I take a step towards him wanting, no,needingto be with him, but someone stops me. I don’t know who, it’s some nameless, faceless adult who puts a hand out and holds me back, eventually holding me entirely when my legs buckle and I drop to the ground.

The last thing I remember is seeing drops of blood on the asphalt and feeling the rain hit my cheeks before darkness overtakes me.

***

When I wake up, it’s nighttime. I’m tucked in my bed and my mum is sleeping in the reading chair in the corner of my room.

“Maman,” I say, calling for her, and for a second I allow myself to hope that it was all a dream. But when her eyes open and I see the weight of the world in them, I know it was real. “Where’s Astor? Is he okay? Can I go see him?” I rapid fire ask at her, throwing the covers off me.

She crosses the room and sits on the bed next to me, forcing me to lie back down. She strokes my hair quietly for a moment, like she always does when I’m upset.

“Mum…”

“I’m so sorry,ma chérie. Astor… he’s gone, baby.”

“Gone where?”

“With Granny in Heaven.”

“No.” I say, shaking my head and refusing to believe it, “He’s fine, he has to be.”

She gets in the bed next to me, pulling the covers over us and hugging me tightly against her. When I feel her arms close around me in a safe embrace, I finally break down.

The tears stream down my face and I let myself fall back into the oblivion that is sleep, silently hoping that this time I won’t wake back up.

Chapter 6

Phoenix, age 10

Three days after the accident

I’m numb.

So numb that the world around me hasn’t felt real these past three days. It’s been a blur of aimless activity and I can’t say I’ve been fully conscious of any of it.

Even now, I can see flashes of the last few days, but not the full picture — getting the news, watching my mum completely break apart, having people come in and out of our home with dishes and kind words and well wishes.

And feeling incredibly alone through all of it.

Something snapped inside me the moment Astor died, I physically felt it as I stood in the empty treehouse. Our lives were connected together, one thread that’d been spun at birth, drawn out and separated into two unique paths as we grew, and three days ago I’d felt the Fates open the jaws of their scissors around his thread before cutting it mercilessly.

It robbed me of my breath and all rational thought, and I instantly knew something terrible had happened.

A part of me died that day and will be buried alongside him at his funeral on Sunday, the same day he would have turned eleven.

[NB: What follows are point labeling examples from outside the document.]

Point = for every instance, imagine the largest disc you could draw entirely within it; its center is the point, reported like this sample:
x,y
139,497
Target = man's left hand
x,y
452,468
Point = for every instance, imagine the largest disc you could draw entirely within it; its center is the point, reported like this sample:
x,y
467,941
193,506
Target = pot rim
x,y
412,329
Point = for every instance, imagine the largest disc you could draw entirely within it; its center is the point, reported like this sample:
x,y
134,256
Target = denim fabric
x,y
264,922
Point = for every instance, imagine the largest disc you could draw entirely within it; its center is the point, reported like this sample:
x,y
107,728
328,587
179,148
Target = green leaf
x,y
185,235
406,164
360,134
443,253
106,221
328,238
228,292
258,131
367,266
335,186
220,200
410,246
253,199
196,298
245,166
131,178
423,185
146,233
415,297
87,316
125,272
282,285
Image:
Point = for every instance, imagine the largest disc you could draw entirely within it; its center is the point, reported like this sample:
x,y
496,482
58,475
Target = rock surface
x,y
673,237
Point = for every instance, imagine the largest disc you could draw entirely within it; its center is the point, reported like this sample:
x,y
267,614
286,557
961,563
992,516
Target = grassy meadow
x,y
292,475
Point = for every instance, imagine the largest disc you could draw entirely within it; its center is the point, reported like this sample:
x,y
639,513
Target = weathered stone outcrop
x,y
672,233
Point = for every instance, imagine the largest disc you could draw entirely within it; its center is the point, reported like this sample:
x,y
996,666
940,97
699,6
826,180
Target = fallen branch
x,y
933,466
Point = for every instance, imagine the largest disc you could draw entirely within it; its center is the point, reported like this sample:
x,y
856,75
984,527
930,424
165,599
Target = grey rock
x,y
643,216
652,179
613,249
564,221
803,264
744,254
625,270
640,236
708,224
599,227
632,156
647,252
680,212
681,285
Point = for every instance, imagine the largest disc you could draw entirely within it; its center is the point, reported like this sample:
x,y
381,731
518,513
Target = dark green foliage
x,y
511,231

Instead, I’ll turn a year older by myself while he remains a ten-year-old forever. In the aftermath of his death, I’m left with all the grief and regrets that I have.

Especially the way I’d competed with him unnecessarily in everything because I felt like I was perpetually stuck in his shadow.

I wanted to win but not like this. Never like this.

It all feels so silly now. Like I wasted precious energy I could have spent actually enjoying the time I had with him if I hadn’t been so caught up in this one-sided rivalry.